Pour cela la démarche suivante peut être mise en oeuvre :
o Représenter le processus dont on a la responsabilité et lui fixer des indicateurs de suivi
Biais de prévision, taux de satisfaction des clients, stocks dormants, taux d'utilisation des capacités, coût à la tonne manipulée...
o Identifier les objectifs que ce processus doit atteindre et mettre en évidence les impacts qu'il a sur les résultats économiques de l'entreprise.
Niveau de marge nette par commande livrée, niveau du BFR, coûts de lancement des nouveaux produits, écart entre quantité à produire et quantité produite, taux de rupture magasin, niveau du coût de revient industriel...
o Communiquer les objectifs du processus aux services et départements verticaux concernés
Concilier coût de distribution et coût des infrastructures de stockage, concilier planning de vente et planning de fabrication, concilier politique de vente par segment et gestion de stocks par produit
o Formaliser les points de rencontre et d'arbitrage (en particulier entre commerciaux et fabricants pour l'établissement des quantités à produire)
Fréquence mensuelle, hebdomadaire ?
o Identifier les points de progrès et les plans d'action correspondants
Travaux sur les nomenclatures commerciales et de fabrication, travaux sur les actualisations des prévisions de ventes, travaux sur les circuits de distribution...

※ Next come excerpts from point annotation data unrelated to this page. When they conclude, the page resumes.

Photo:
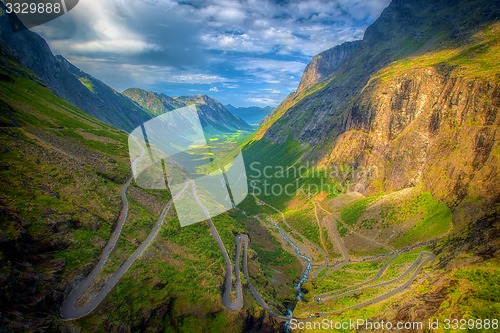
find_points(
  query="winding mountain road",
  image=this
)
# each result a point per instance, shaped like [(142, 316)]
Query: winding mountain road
[(68, 309)]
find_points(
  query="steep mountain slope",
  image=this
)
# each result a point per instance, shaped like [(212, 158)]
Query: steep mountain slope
[(213, 115), (62, 172), (68, 82), (423, 84), (416, 105), (252, 114)]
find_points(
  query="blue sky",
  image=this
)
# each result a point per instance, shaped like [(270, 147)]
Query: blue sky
[(246, 52)]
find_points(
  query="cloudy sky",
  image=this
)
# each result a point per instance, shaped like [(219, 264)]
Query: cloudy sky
[(243, 52)]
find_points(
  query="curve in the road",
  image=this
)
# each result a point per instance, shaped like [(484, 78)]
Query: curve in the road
[(68, 309)]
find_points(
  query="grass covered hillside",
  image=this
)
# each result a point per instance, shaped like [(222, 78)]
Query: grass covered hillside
[(62, 171)]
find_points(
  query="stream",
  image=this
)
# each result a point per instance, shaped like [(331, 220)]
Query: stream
[(303, 277)]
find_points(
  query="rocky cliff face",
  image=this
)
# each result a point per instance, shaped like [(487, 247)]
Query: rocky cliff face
[(429, 128), (417, 99), (325, 63), (69, 82), (214, 117)]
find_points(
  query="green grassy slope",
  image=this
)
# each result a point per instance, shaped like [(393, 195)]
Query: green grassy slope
[(61, 174)]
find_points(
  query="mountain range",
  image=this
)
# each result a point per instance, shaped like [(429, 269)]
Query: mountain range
[(251, 114), (98, 99), (415, 102)]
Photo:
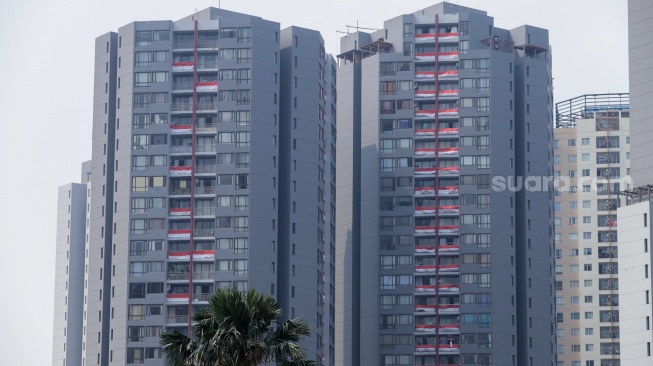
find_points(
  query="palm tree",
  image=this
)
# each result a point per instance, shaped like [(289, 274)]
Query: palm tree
[(238, 330)]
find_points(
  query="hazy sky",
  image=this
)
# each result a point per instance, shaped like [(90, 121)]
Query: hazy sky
[(46, 80)]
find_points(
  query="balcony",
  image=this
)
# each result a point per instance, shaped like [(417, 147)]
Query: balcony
[(182, 107), (181, 129), (207, 106), (206, 86), (177, 319), (182, 85), (178, 276), (178, 234), (185, 211), (203, 65), (175, 191), (205, 211), (207, 233), (180, 170), (205, 169), (183, 66), (177, 297), (180, 149)]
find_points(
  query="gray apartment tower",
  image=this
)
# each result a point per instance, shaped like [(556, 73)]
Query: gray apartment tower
[(443, 257), (213, 165)]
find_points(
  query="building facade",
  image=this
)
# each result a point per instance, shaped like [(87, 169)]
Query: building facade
[(635, 282), (443, 259), (592, 165), (212, 166), (640, 52)]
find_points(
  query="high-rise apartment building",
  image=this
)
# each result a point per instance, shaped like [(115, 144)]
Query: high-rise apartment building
[(444, 257), (212, 165), (591, 165), (640, 52)]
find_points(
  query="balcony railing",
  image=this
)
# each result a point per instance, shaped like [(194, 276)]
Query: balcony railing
[(207, 106), (205, 169), (202, 297), (204, 232), (178, 276), (175, 319)]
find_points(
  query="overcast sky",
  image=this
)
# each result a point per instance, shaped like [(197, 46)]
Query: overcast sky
[(46, 79)]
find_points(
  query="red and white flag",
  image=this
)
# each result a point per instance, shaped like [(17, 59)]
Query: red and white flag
[(185, 66), (206, 86)]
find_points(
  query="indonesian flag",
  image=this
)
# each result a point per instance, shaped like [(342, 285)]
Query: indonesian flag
[(424, 269), (449, 329), (180, 170), (447, 37), (450, 229), (426, 37), (447, 56), (425, 229), (448, 170), (206, 86), (425, 56), (425, 171), (425, 348), (425, 328), (424, 74), (203, 254), (449, 209), (448, 93), (449, 268), (448, 151), (179, 256), (186, 66), (424, 288), (448, 248), (178, 297), (424, 191), (425, 210), (449, 348), (425, 308), (448, 131), (428, 113), (427, 132), (178, 234), (448, 112), (424, 249), (449, 288), (425, 94), (180, 211), (181, 129), (447, 191), (448, 309), (425, 152), (449, 74)]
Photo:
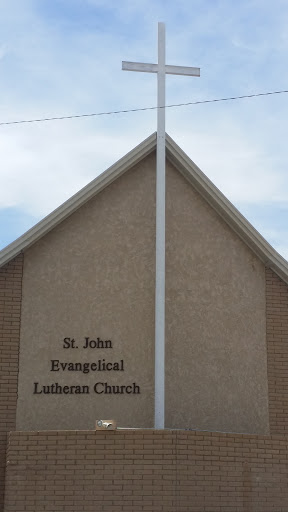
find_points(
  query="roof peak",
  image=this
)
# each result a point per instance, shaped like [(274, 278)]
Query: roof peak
[(189, 170)]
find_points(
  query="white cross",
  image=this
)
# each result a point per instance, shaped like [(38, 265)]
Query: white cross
[(161, 69)]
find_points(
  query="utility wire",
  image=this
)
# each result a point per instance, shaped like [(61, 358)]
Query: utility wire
[(231, 98)]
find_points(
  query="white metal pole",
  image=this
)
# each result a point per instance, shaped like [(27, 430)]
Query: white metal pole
[(160, 239)]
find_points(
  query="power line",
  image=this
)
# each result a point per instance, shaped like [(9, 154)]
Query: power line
[(215, 100)]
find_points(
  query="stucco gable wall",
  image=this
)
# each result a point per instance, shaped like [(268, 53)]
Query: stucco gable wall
[(93, 276)]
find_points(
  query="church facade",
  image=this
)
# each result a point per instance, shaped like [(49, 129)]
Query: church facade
[(77, 344)]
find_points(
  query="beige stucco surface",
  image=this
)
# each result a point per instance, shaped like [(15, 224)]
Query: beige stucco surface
[(93, 276)]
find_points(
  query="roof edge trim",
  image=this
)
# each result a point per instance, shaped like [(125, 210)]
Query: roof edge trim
[(257, 243)]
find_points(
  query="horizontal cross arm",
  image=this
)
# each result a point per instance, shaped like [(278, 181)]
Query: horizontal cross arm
[(139, 66), (153, 68), (182, 70)]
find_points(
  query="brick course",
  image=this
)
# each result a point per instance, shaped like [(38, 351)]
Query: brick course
[(143, 470), (146, 470), (10, 314)]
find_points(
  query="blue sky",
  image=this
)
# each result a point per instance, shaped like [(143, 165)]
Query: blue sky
[(62, 57)]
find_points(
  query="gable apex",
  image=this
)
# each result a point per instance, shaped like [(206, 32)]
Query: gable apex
[(252, 238)]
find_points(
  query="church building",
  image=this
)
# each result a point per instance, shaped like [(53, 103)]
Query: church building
[(77, 335)]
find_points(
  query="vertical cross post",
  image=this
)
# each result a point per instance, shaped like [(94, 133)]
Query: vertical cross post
[(160, 239), (161, 69)]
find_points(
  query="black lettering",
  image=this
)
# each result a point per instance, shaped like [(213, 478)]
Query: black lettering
[(36, 392), (66, 343), (136, 389), (96, 388), (54, 365), (100, 343)]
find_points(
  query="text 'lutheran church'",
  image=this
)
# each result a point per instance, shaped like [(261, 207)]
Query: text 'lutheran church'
[(77, 318)]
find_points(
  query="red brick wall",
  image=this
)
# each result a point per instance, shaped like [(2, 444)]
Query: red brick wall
[(277, 351), (10, 311), (146, 470)]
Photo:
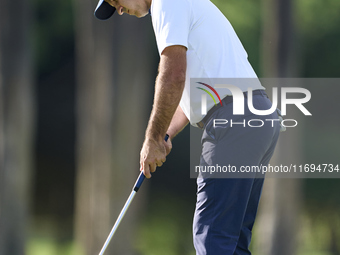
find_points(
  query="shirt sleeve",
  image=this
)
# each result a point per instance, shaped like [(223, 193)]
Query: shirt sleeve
[(171, 22)]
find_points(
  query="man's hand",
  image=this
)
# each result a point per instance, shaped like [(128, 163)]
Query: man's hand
[(153, 154), (168, 92)]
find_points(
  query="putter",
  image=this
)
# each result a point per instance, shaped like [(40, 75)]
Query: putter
[(136, 187)]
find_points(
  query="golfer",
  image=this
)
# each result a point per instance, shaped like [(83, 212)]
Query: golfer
[(195, 40)]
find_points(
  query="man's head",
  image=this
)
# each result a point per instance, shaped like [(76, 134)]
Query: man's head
[(106, 8)]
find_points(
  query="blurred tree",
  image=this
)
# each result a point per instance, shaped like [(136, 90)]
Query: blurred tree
[(16, 124), (114, 82), (280, 207)]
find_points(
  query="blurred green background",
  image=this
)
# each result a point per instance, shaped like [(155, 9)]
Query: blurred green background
[(75, 96)]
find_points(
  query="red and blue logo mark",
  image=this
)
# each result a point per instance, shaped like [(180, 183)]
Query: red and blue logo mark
[(209, 93)]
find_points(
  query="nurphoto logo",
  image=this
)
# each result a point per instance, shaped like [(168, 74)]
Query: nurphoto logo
[(238, 102)]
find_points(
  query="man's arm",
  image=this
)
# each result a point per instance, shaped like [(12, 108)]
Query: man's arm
[(168, 92), (178, 123)]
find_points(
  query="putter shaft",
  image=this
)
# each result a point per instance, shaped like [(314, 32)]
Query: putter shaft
[(136, 187), (115, 226)]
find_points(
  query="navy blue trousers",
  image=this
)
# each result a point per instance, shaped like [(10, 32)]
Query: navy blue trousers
[(226, 207)]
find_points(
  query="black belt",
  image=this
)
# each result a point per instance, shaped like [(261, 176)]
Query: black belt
[(225, 101)]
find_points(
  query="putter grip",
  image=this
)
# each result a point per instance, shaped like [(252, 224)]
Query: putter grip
[(141, 176)]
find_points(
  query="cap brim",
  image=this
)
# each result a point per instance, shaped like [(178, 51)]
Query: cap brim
[(104, 10)]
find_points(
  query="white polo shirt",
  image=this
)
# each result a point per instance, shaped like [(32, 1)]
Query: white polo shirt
[(213, 48)]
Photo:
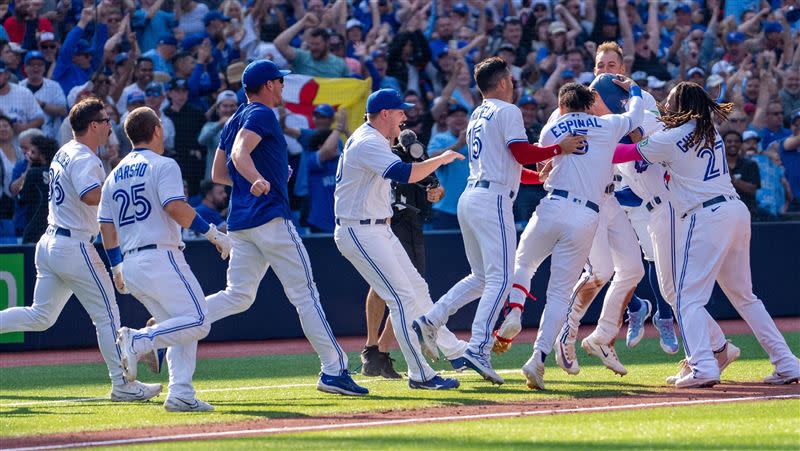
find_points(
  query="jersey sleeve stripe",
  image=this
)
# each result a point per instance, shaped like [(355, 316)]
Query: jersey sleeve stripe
[(164, 204), (89, 188)]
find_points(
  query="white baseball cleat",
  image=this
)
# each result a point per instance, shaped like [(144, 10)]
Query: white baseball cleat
[(726, 355), (129, 358), (566, 357), (175, 404), (134, 391), (606, 353), (534, 371), (692, 381)]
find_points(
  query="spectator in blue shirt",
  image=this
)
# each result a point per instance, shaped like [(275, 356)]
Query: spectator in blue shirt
[(78, 59), (453, 177)]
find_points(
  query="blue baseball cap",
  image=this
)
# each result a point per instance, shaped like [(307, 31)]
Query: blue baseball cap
[(386, 99), (215, 15), (612, 95), (735, 37), (34, 55), (324, 110), (260, 72), (167, 39)]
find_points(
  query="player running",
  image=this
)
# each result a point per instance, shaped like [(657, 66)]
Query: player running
[(66, 260)]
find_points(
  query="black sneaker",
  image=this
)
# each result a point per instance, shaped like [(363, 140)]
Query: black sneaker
[(372, 361), (387, 370)]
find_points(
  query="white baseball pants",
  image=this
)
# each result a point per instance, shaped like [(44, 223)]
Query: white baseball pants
[(565, 229), (67, 265), (164, 283), (487, 228), (277, 244), (714, 245), (379, 257), (615, 252)]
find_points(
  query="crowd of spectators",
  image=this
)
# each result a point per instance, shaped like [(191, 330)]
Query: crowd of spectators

o Piloter la mise en oeuvre des plans d'action
Emploi de la méthode de gestion de projet
o Mesurer les résultats atteints
Amélioration des indicateurs des processus
o Communiquer sur la contribution de votre processus à l'atteinte des objectifs de l'entreprise
Niveau du BFR, respect des plans de livraisons, amélioration du niveau de satisfaction des clients, respect des dates de lancement des nouveaux produits, respect des plans de fabrication...
En synthèse, pour mettre sous contrôle la supply chain de leur entreprise, les responsables concernés doivent s'attacher à établir un diagnostic sur la fluidité de leurs flux physiques (la carte des maillons), apprécier les marges de manoeuvre dont ils disposent à l'intérieur des horizons propres à leur activité, (la carte des horizons), sélectionner les processus clefs qui concourent directement au positionnement concurrentiel de leur entreprise, confier ces processus à des managers qui s'appliqueront à concilier des objectifs parfois contradictoires (le management de processus) et, enfin, réaliser les arbitrages nécessaires au regard des intérêts globaux de l'entreprise (la supply chain management).